Saturday, November 17, 2012

Soaring like a great whale: the stuff of creativity

Some days I'm watching people and it's as if my skin is looser, the bones softer, my eyes more elastic. The man with the limp, the chubby girl with the pink stained t-shirt saying 'Pretty', the enormous pale woman with the enormous pale muffin, the girl with freckles and the staccato way of being helpful without being too helpful because she doesn't know where to stop -- I watch and in watching I lose the edges of me and start to absorb the edges of them. I feel a feeling close to love for them for all their differences and oddities, their disabilities and abilities, their joys and miseries. Like the girl with freckles, I get a sense that if I keep going I might not stop, I might start to absorb all the other people on the street, in the town, the city, the country. Love the world, the universe.

These sorts of moments I think of as deeply creative ones, because they are about empathy, climbing into other skin and eyes and brains and ways of being, and understanding what's there, writing it.

It reminds me of the way Jill Bolte Taylor described the stroke she had in the left side of her brain, and how, left with only the right ('creative') side of the brain functioning properly, she felt unmoored, without the usual sense of the limits of self. Her spirit soared like a great whale, she said, in a sea of euphoria.

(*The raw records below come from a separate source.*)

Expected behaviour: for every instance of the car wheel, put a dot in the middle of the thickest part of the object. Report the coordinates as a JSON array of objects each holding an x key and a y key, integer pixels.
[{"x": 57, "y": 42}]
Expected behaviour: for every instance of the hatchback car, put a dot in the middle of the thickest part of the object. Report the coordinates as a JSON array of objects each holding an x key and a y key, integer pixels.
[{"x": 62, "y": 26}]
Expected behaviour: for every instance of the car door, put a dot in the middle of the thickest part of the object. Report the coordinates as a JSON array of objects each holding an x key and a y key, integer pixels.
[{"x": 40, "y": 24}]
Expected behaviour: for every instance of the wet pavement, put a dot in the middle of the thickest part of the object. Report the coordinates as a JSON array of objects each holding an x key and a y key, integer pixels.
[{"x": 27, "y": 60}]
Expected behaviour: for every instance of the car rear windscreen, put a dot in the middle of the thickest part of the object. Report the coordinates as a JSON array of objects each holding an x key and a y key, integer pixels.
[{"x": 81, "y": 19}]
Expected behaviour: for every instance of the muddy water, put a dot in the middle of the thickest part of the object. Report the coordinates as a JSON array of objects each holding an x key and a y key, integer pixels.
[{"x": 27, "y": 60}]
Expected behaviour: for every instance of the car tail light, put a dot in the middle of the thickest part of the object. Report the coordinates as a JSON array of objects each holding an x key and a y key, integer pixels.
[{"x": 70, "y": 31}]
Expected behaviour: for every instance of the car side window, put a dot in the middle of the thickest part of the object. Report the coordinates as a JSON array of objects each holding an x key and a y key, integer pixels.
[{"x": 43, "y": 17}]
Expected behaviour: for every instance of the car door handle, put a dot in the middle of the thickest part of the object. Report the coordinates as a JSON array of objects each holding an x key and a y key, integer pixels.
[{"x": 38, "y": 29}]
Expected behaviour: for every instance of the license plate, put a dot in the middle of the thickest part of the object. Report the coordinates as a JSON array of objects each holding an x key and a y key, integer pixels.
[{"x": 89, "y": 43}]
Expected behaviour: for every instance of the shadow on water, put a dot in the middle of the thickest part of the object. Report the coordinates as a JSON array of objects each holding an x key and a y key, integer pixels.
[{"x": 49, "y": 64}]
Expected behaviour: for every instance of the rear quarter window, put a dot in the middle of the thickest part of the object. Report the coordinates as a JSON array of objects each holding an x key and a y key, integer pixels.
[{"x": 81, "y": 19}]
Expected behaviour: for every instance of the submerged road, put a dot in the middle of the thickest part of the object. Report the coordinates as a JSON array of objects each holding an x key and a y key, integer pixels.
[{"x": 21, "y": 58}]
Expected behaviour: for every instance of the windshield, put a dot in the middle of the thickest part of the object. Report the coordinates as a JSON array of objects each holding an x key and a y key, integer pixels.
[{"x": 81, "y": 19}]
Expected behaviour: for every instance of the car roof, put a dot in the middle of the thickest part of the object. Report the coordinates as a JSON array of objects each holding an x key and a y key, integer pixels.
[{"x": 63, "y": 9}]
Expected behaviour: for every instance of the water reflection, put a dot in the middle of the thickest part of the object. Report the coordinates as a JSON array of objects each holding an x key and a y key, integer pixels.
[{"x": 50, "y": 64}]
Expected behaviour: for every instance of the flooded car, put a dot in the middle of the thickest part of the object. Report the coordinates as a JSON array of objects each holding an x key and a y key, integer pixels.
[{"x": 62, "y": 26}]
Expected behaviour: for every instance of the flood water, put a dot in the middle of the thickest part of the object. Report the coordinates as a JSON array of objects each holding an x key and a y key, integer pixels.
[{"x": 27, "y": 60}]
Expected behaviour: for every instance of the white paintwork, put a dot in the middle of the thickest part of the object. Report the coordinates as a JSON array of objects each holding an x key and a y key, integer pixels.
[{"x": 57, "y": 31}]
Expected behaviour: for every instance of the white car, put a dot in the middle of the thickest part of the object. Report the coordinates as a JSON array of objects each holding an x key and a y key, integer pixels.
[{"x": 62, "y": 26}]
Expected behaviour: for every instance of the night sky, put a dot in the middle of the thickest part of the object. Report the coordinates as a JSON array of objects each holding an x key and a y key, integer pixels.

So creativity -- the ordinary stuff without the left-brain stroke -- is, surely, a version of that cosmic thing Bolte Taylor experienced. The soaring, the openness to all, the euphoria. Groovy.

3 comments:

Claire Beynon said...

I love this, Mary - it's a beaut. reflective essay, much more expansive than its 4 paragraphs/15 lines. It all comes back to relationships, doesn't it. . . soaring, creativity, empathy, ordinary extraordinary stuff. xo

Claire G said...

Yes. Thank you.

T. said...

You've so accurately described what it feels like to be a poet!